●2016年8月中旬

 

いよいよ入院の日となった。

この頃は比較的精神状態も安定していて、落ち着いて入院の手続きを済ませることができた。

病室は6人部屋だったが、カーテンは全て閉め切られ、物々しい空気が満ちていて少し息がつまりそうだった。

 

身長、体重、体温、血圧、酸素量の測定やら、病棟の案内やら、オペの説明等でしばらくはバタバタとしていた。

最初に入院のスケジュールを渡されたのだが、そのプリントの右上に「卵巣癌/根治術」と書かれていて微妙な気分に……。

確かに「悪性の可能性は否定できない」という話でしたがね……一応は「手術してからでないと良悪の診断ができない」ということになってるのだから、そこは徹底して「卵巣腫瘍」程度の表現に抑えておいてほしいと思う。

些細なことだけど、患者はナーバスになるんだよ……(´・ω・`)

 

手術は大体4時間の予定であることを聞いた。

良性腫瘍だと2時間程だとどこかで見かけたので、「やっぱり悪いものの可能性が高いから長めに予定されてるんだなぁ」とここでも微妙な気分に。

両親にいたっては30分くらいの手術だと思ってたらしく、思いのほか大がかりであることを知りビビっているようだった。
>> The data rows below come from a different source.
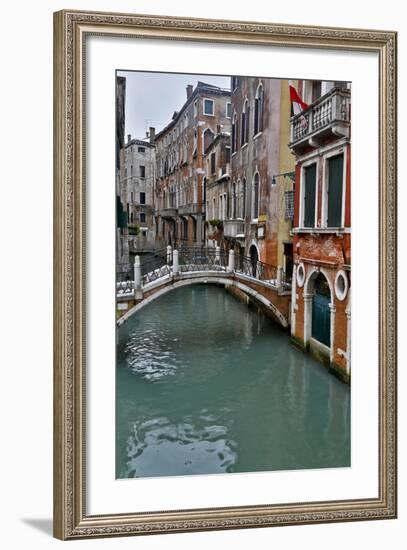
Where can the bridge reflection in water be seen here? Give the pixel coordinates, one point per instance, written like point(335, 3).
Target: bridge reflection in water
point(207, 385)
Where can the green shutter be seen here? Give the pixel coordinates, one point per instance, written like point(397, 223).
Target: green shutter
point(309, 195)
point(335, 184)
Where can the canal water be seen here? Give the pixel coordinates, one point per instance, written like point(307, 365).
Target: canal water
point(206, 385)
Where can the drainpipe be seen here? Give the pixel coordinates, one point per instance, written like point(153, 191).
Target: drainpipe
point(348, 339)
いや30分て……それはさすがにないでしょうよ……w

 

一通りの説明が終わり、まったりし始めた夕方頃。

剃毛のために看護士さん(とても可愛い)に処置室に呼ばれた。

いろんな方のブログで術前に剃毛があることは学んでいたので、覚悟はできていたけれどやはり恥ずかしかった。

しかしパンツを少し下げたところ、

 

「あ……これなら大丈夫です」

 

と、看護士さんに言われ、結局剃毛は無しに。

 

「え……? いいんですか?」

 

普通に生えてますけど……?

 

「はい、大丈夫です」

 

「本当に?」

 

「はい」

 

「そういうものなんですか……?」

 

術前に剃毛をしなかった人のブログを見かけたことがなかったので、不安のあまりつい食い下がってしまったのだが、看護士さんが顔を赤らめながら「大丈夫です」と苦笑するので、だんだんセクハラをしているような気分になった。

別に剃ってほしかったわけじゃないんですよ……。手術に支障はないのか心配になっただけなんですよ……(・Θ・;)

 

そして入院初日の予定は全て終わり、夕食後に下剤(センノシド錠)を飲んで、テレビを見て、消灯へ。

それらの合間に、向かいのベッドから、手術を終えたばかりであろう人の嘔吐音が頻繁に聞こえてきて、どんどん気持ちが落ち込んでいった。

入院中、最も精神的にキツかったのがこれだったように思う。

私の病室は手術前後の方々が集められていたので、麻酔の副作用で嘔吐をしている様子がほとんどのベッドから伝わってきた。

看護士さん早く吐き気止め持ってきてあげて……! と、何度もナースコールを連打したい気分に駆られた。

 

いろいろな不安もあり、その夜は一睡もできなかった。

手術時に麻酔で寝ればいいやと開き直って、ベッドの中でずっとスマホをいじっていた。